Today the house looks almost exactly as it did in 1912. The house would
have been torn down were it not for the efforts of neighbors determined
to save it. In 1970, five years after Marion's death and three years after
Edward's, it was dilapidated and boarded up, with an overgrown wisteria
that hid the front porch and reached along an overhead wire to the opposite
side of Broadway.
With the support of many people in Nyack, a committee was formed and was
incorporated in 1971 as the Edward Hopper Landmark Preservation Foundation,
a not-for-profit organization, dedicated to the preservation and restoration
of Hopper's birthplace and boyhood home. Trustees and members contributed
their time and expertise to the painstaking and exhausting task of restoring
the aging house. An exhibit and an auction were held to stimulate interest
and to raise funds. Local businesses contributed goods and services. A bank
assisted with financing. The Nyack Rotary Club helped to transform the backyard
into an attractive garden, and the Village of Nyack provided a platform
for outdoor concerts.
As you enter the house today, the rooms on the left are in the original
part of the house, built in 1858 in the Federal style.
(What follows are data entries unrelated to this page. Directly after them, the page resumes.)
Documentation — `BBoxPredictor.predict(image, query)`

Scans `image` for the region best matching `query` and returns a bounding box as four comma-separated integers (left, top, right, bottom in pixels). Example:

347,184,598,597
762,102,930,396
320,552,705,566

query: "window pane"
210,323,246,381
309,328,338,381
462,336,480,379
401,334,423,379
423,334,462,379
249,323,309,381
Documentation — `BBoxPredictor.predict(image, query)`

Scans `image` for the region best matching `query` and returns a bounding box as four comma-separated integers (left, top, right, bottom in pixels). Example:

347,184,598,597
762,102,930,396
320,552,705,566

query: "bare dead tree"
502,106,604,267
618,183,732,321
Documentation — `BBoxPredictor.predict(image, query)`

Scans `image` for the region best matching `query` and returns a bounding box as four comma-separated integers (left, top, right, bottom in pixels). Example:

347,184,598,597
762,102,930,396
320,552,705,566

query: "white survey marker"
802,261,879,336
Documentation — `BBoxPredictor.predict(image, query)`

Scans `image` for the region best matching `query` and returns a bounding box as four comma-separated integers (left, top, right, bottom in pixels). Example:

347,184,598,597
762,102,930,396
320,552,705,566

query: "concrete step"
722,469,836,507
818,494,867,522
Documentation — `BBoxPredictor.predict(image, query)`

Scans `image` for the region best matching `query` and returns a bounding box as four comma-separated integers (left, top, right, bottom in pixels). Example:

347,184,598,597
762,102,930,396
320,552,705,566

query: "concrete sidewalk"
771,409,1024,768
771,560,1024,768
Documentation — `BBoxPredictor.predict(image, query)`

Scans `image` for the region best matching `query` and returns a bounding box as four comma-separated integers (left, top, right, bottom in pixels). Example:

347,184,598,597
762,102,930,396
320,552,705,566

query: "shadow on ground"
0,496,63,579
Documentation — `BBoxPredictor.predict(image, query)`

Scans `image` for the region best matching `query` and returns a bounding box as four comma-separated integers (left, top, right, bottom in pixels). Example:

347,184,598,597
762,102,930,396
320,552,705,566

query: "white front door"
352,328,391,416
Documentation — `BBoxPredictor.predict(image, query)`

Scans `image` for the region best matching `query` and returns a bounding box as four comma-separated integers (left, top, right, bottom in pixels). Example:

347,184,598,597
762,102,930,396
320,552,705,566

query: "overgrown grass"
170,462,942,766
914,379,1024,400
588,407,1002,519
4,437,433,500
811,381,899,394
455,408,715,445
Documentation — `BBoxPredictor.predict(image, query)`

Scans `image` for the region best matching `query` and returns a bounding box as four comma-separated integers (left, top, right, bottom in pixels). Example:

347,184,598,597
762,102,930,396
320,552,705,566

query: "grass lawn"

The room to the right
of the front door is in the part of the house added in 1882. The interior
and exterior of this part of the house are in the style loosely called "Queen
Anne," with a ceiling of polished wood and a tiled fireplace.
The room to the right at the back of the house, once used as a kitchen,
has been designated the Edward Hopper Room and is devoted to exhibits about
the artist's life and career. Posters, books, postcards and other Hopper
materials are available for purchase in this room.
Today Hopper House is a community cultural center and exhibit space, providing
an attractive, well-lighted ground floor gallery.